Methods: We assessed numerous markers of metabolic function longitudinally among 149 men with KS and 178 controls, stratifying KS by TRT at each visit. We applied mixed models to estimate TRT-associated changes in body composition, insulin sensitivity, and adipokines. Adipose tissue biopsies underwent transcriptomic and DNA methylation profiling; factor analysis identified latent programs, and circadian integrity was assessed with TimeTeller and clock-gene co-expression.

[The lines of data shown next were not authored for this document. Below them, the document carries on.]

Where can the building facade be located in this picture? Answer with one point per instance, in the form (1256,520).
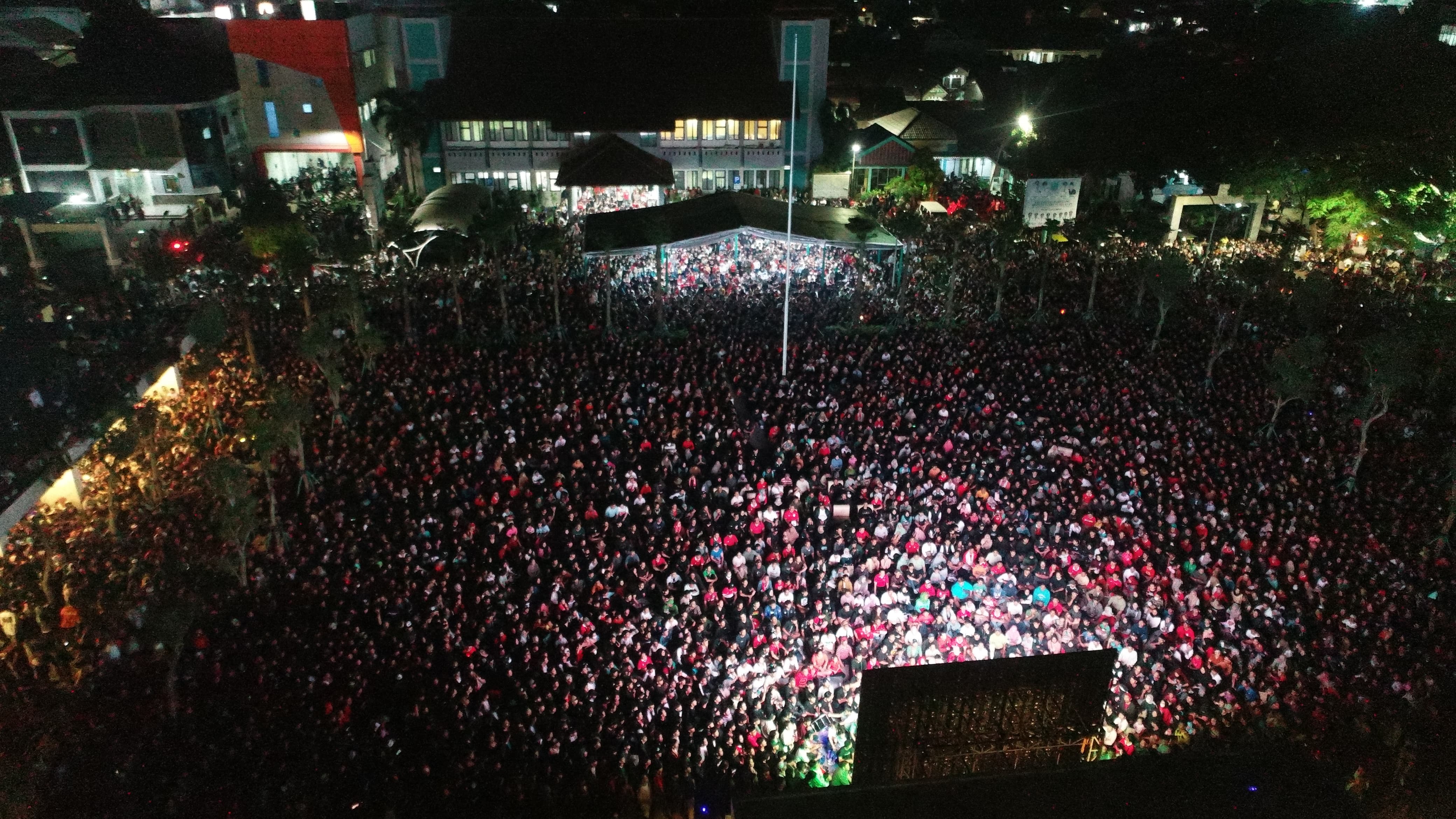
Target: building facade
(721,120)
(707,155)
(165,156)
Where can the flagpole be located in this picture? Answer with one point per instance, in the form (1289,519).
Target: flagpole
(788,234)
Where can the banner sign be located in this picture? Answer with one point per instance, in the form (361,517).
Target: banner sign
(1050,199)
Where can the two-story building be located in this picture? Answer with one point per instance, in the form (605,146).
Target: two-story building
(711,97)
(165,132)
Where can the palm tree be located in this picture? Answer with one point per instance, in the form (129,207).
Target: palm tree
(496,226)
(268,438)
(1168,276)
(551,247)
(292,412)
(113,451)
(237,517)
(407,124)
(1388,360)
(1292,373)
(659,235)
(609,243)
(321,348)
(1001,245)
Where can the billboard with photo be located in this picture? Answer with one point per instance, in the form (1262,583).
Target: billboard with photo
(1050,200)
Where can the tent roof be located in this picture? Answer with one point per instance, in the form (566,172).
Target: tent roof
(609,161)
(452,208)
(624,75)
(715,216)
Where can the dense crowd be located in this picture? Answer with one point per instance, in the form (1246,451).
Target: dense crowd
(637,576)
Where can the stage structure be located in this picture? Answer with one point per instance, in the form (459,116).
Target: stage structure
(718,218)
(611,162)
(957,719)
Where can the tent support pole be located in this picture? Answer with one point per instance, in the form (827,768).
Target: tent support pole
(788,232)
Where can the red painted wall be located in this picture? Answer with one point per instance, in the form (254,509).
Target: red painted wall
(315,47)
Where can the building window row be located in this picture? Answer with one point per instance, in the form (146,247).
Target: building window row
(504,132)
(688,130)
(509,180)
(684,130)
(729,180)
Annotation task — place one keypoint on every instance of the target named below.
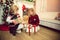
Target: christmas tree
(6, 9)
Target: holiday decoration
(6, 9)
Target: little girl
(14, 20)
(33, 20)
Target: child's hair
(32, 10)
(14, 8)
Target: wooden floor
(43, 34)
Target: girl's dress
(12, 26)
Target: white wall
(1, 13)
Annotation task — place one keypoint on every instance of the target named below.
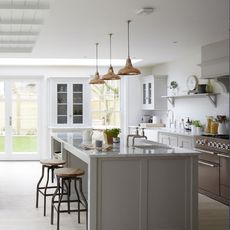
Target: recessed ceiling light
(145, 10)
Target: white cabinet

Results: TRT reduced body fat by 4.4 percentage points (15%), and increased lean mass by 2.6 kg, but body fat remained higher and normalized fat-free mass lower in both KS groups vs controls. TRT lowered HDL, reduced leptin (43%) and adiponectin (21%), but did not improve HOMA2-derived insulin resistance. From multi-omics factor analysis, we identified an adiposity-linked inflammatory factor associated with insulin resistance in all participants, whereas a KS-specific factor associated with insulin resistance independent of body fat was enriched for downregulated insulin/circadian regulators and corresponded to circadian disruption with adipose epigenetic age acceleration among KS males. Here, we observed significant disruption of circadian rhythmicity in KS compared with controls, and epigenetic age acceleration was also significantly increased in adipose tissue from KS compared with controls. Commonly applied metrics for prediction of body fat perform poorly in KS. We provide XGBoost models using anthropometrics (± testosterone) predicting KS body fat accurately (training R²=0.83; external RMSE 3–4%).

Conclusions: KS metabolic dysfunction is only partially responsive to TRT and likely involves disrupted adipose genomic and circadian mechanisms, supporting monitoring of body fat and therapies beyond hormone replacement.